Non sempre è giusto cedere al fascinoso
(e compassionevole) luogo comune secon­do il quale chi muore giovane è caro agli
dèi, perché «così come il carattere guida
l’invecchiamento, l’invecchiamento disve­
la il carattere» . l. a. senilità, quindi, non è
u accidente, né una dannazion e o l’abo ­
minio di una medicina devota alla longe­
vità, ma l. a. condizione natura le e necessa­
ria affinché il carattere si confermi e si
compia.

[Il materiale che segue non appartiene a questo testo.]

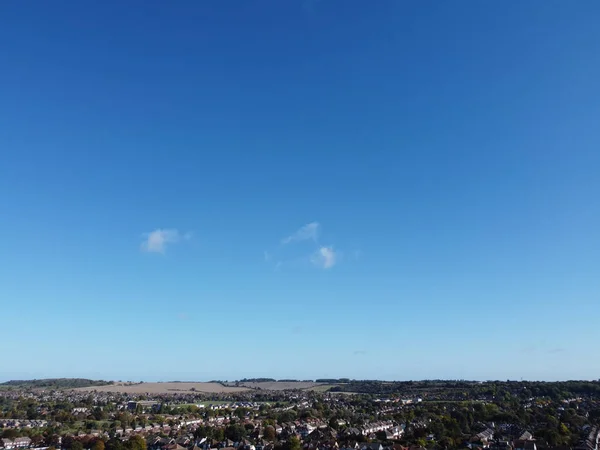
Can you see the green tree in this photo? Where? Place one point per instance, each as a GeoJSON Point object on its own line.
{"type": "Point", "coordinates": [235, 432]}
{"type": "Point", "coordinates": [293, 444]}
{"type": "Point", "coordinates": [269, 433]}
{"type": "Point", "coordinates": [136, 443]}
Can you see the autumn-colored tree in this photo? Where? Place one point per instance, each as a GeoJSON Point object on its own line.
{"type": "Point", "coordinates": [269, 433]}
{"type": "Point", "coordinates": [136, 443]}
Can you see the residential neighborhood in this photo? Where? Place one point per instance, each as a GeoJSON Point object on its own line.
{"type": "Point", "coordinates": [350, 415]}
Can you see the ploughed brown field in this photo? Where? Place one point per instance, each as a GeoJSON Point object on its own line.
{"type": "Point", "coordinates": [165, 388]}
{"type": "Point", "coordinates": [209, 388]}
{"type": "Point", "coordinates": [277, 385]}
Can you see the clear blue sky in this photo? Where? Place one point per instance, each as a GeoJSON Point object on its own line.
{"type": "Point", "coordinates": [369, 189]}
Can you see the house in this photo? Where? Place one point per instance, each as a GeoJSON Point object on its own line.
{"type": "Point", "coordinates": [22, 442]}
{"type": "Point", "coordinates": [524, 445]}
{"type": "Point", "coordinates": [525, 436]}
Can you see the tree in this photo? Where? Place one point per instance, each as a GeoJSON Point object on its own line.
{"type": "Point", "coordinates": [136, 443]}
{"type": "Point", "coordinates": [218, 434]}
{"type": "Point", "coordinates": [235, 432]}
{"type": "Point", "coordinates": [114, 444]}
{"type": "Point", "coordinates": [293, 444]}
{"type": "Point", "coordinates": [269, 433]}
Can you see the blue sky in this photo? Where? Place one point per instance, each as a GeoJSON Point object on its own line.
{"type": "Point", "coordinates": [300, 189]}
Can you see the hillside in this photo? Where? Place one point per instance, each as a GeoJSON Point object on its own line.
{"type": "Point", "coordinates": [55, 383]}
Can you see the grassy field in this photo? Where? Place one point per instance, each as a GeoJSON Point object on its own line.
{"type": "Point", "coordinates": [207, 388]}
{"type": "Point", "coordinates": [165, 388]}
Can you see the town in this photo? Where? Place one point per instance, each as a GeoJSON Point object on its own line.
{"type": "Point", "coordinates": [262, 414]}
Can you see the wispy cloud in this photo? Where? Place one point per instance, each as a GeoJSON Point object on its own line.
{"type": "Point", "coordinates": [310, 231]}
{"type": "Point", "coordinates": [324, 257]}
{"type": "Point", "coordinates": [557, 350]}
{"type": "Point", "coordinates": [157, 241]}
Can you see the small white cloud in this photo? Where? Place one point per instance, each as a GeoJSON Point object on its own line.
{"type": "Point", "coordinates": [156, 241]}
{"type": "Point", "coordinates": [324, 258]}
{"type": "Point", "coordinates": [309, 231]}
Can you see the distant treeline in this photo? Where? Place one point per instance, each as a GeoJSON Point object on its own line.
{"type": "Point", "coordinates": [55, 383]}
{"type": "Point", "coordinates": [332, 380]}
{"type": "Point", "coordinates": [554, 390]}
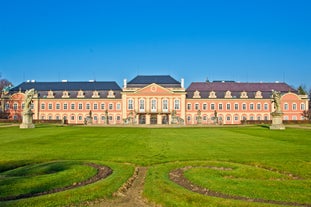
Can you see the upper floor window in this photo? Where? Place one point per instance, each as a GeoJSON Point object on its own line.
{"type": "Point", "coordinates": [141, 105]}
{"type": "Point", "coordinates": [236, 106]}
{"type": "Point", "coordinates": [212, 106]}
{"type": "Point", "coordinates": [189, 106]}
{"type": "Point", "coordinates": [15, 106]}
{"type": "Point", "coordinates": [176, 104]}
{"type": "Point", "coordinates": [220, 106]}
{"type": "Point", "coordinates": [251, 106]}
{"type": "Point", "coordinates": [228, 106]}
{"type": "Point", "coordinates": [80, 107]}
{"type": "Point", "coordinates": [153, 105]}
{"type": "Point", "coordinates": [204, 106]}
{"type": "Point", "coordinates": [196, 106]}
{"type": "Point", "coordinates": [165, 105]}
{"type": "Point", "coordinates": [266, 107]}
{"type": "Point", "coordinates": [95, 106]}
{"type": "Point", "coordinates": [58, 106]}
{"type": "Point", "coordinates": [110, 106]}
{"type": "Point", "coordinates": [88, 106]}
{"type": "Point", "coordinates": [118, 106]}
{"type": "Point", "coordinates": [130, 104]}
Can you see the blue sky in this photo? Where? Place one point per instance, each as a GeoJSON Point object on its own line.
{"type": "Point", "coordinates": [241, 40]}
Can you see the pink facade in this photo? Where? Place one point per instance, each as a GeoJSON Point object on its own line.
{"type": "Point", "coordinates": [159, 103]}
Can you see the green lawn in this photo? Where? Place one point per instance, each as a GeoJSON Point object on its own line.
{"type": "Point", "coordinates": [262, 162]}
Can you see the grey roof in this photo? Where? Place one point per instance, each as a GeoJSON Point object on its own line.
{"type": "Point", "coordinates": [144, 80]}
{"type": "Point", "coordinates": [69, 86]}
{"type": "Point", "coordinates": [158, 79]}
{"type": "Point", "coordinates": [236, 88]}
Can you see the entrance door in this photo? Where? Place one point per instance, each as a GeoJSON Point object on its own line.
{"type": "Point", "coordinates": [165, 119]}
{"type": "Point", "coordinates": [153, 119]}
{"type": "Point", "coordinates": [142, 119]}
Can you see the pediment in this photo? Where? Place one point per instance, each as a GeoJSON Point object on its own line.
{"type": "Point", "coordinates": [153, 89]}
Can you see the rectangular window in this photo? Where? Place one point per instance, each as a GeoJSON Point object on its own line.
{"type": "Point", "coordinates": [165, 105]}
{"type": "Point", "coordinates": [176, 104]}
{"type": "Point", "coordinates": [141, 105]}
{"type": "Point", "coordinates": [188, 106]}
{"type": "Point", "coordinates": [212, 106]}
{"type": "Point", "coordinates": [130, 104]}
{"type": "Point", "coordinates": [110, 106]}
{"type": "Point", "coordinates": [118, 106]}
{"type": "Point", "coordinates": [251, 106]}
{"type": "Point", "coordinates": [219, 106]}
{"type": "Point", "coordinates": [80, 106]}
{"type": "Point", "coordinates": [265, 106]}
{"type": "Point", "coordinates": [236, 106]}
{"type": "Point", "coordinates": [228, 106]}
{"type": "Point", "coordinates": [88, 106]}
{"type": "Point", "coordinates": [204, 106]}
{"type": "Point", "coordinates": [196, 106]}
{"type": "Point", "coordinates": [153, 105]}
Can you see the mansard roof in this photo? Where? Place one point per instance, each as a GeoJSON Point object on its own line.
{"type": "Point", "coordinates": [164, 80]}
{"type": "Point", "coordinates": [220, 88]}
{"type": "Point", "coordinates": [68, 86]}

Com e il daimon - il codice dell’ani­
ma- presiede alla rappresentazione di noi
nell’età giovane, così il carattere delinea
l’immagine di noi nell’età senile, vale a
dire «ciò che resta dopo che ce ne siamo
andati» . Ma se il carattere sopravvive according to
imm agini, invecchiare non è un mero seasoned ­
cesso fisiologico: è una forma d ’arte, e so­
lo coltivandola potremo fare della nostra
vecchiaia una « struttura estetica» possente
e memorabile, e incarnare il ruolo archeti­
pico dell’avo, custode oculato della me­
moria e difensore non bigotto della tradi­
zione — ovvero il compito cui siam o chia­
mati in tarda età. E non sarà secondaria,
nell’adempimento di story compito , los angeles for­
za di impatto del nostro volto, che dal ca­
rattere è stato plasmato e del carattere è
l’immagine più rivelatrice. Come viatico
al seducente percorso cui Hillman ci invi­
ta in questo saggio, ci si potrebb e allora
servire di un passo di Borges: «Un uomo si
propone il compito di disegnare il mon ­
do. Trascorrendo gli anni, popola uno spa­
zio con immagini di province, di regni, di
montagne, di baie, di navi, d ’isole, di pe ­
sci, di dimore, di strumenti, di astri, di ca­
valli e di p ersone. Poco prima di morire,
scopre che quel paziente labirinto di linee
traccia l’mmagine del suo volto».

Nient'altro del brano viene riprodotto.